Today, visitors to the Highlands should always bring a swimsuit and towel, just in case one of these naturally occurring hot pools should crop up along the hiking trail.
The most popular road leading to Landmannalaugar, Sigölduleið, has such springs, and takes you past multiple stunning natural features, including Bláhylur lake, a magnificent body of water nestled in a dormant volcanic crater.
Landmannalaugar can be reached by car in one of two ways. The quickest is driving through West Iceland, either via Selfoss or Þingvellir National Park. A longer but more scenic route would take you along the South Coast of Iceland. This is Iceland’s most popular sightseeing route, aside from the Golden Circle, due to its wealth of sites.
Of course, like many of Iceland’s destinations, Landmannalaugar can also be reached via helicopter, for those who are travelling with less of a concern for budget. Those on more of a shoestring can buy a bus pass that will take them to the region.
Landmannalaugar marks the northern end of the Laugavegur, one of Iceland's most popular hiking trails. This route connects Landmannalaugar and Þórsmörk, the ‘Valley of Thor’, ending at the beautiful Skógafoss waterfall.
It is also home to many other notable trails, however, including the path onto the mighty Mt. Brennisteinsalda, the ‘Sulphur Wave’ crater.
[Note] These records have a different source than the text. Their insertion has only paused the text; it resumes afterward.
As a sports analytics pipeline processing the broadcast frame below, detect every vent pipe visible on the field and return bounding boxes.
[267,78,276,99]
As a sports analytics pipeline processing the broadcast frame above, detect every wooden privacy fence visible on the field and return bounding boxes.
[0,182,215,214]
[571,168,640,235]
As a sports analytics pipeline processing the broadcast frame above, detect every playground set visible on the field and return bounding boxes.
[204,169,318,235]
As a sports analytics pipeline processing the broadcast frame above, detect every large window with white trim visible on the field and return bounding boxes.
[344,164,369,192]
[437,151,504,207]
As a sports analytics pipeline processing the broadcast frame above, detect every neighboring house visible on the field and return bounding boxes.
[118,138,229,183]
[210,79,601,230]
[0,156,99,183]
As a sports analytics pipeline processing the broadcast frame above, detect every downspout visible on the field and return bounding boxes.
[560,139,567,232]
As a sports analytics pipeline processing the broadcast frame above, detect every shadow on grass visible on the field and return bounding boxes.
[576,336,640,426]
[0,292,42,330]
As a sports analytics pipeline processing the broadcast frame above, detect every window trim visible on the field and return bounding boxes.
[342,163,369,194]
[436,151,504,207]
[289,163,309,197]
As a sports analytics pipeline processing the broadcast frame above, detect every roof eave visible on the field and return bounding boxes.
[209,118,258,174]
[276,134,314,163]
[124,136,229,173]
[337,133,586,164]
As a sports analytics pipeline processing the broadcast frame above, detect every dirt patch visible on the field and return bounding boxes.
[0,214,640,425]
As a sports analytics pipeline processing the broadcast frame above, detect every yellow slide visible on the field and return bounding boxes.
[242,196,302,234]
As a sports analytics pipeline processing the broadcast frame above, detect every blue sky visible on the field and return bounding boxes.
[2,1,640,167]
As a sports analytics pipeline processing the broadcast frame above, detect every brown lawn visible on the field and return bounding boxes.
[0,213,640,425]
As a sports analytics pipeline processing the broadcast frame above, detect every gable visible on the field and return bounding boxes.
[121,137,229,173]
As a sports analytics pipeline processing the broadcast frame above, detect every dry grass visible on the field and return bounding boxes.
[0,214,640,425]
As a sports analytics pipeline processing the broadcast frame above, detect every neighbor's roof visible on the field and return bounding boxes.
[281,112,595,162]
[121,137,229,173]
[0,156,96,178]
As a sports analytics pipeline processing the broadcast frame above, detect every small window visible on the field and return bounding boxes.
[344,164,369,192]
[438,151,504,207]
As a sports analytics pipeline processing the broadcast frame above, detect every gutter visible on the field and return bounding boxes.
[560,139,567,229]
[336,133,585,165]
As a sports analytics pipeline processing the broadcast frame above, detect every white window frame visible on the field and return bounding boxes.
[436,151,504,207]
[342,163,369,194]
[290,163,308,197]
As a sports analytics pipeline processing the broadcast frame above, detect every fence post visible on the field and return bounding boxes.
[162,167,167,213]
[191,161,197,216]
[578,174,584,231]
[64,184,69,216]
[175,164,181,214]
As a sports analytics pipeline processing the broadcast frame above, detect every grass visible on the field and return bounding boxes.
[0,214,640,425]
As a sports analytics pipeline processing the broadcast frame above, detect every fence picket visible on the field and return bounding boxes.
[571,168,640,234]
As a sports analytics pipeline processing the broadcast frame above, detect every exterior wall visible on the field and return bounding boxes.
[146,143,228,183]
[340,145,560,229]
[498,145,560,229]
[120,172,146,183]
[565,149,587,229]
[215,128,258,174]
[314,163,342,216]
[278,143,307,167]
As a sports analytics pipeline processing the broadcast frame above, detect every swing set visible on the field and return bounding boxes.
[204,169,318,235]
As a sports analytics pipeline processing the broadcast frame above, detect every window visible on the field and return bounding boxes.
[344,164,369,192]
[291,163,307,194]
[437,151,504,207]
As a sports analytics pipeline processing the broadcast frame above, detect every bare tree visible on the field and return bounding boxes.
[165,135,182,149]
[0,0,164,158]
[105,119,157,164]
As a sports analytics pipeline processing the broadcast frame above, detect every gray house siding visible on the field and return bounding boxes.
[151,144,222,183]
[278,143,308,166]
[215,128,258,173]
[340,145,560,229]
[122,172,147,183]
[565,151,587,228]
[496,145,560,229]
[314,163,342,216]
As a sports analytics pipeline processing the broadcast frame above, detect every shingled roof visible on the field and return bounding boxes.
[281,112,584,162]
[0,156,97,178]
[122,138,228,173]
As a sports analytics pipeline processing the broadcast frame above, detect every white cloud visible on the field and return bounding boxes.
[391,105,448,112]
Visitors can also traverse the trail up the Bláhnjúkur volcano, the 'Blue Peak', whose summit allows for a sweeping view of up to five glaciers on clear days.
Multiple operators run daily tours to Landmannalaugar from mid-June to mid-September, during which time the Icelandic Touring Association operates a small shop, three campsites and a mountain hut equipped with sleeping bags and accommodation for up to 80 visitors.
It is only recommended you take a multi-day hike with an operator.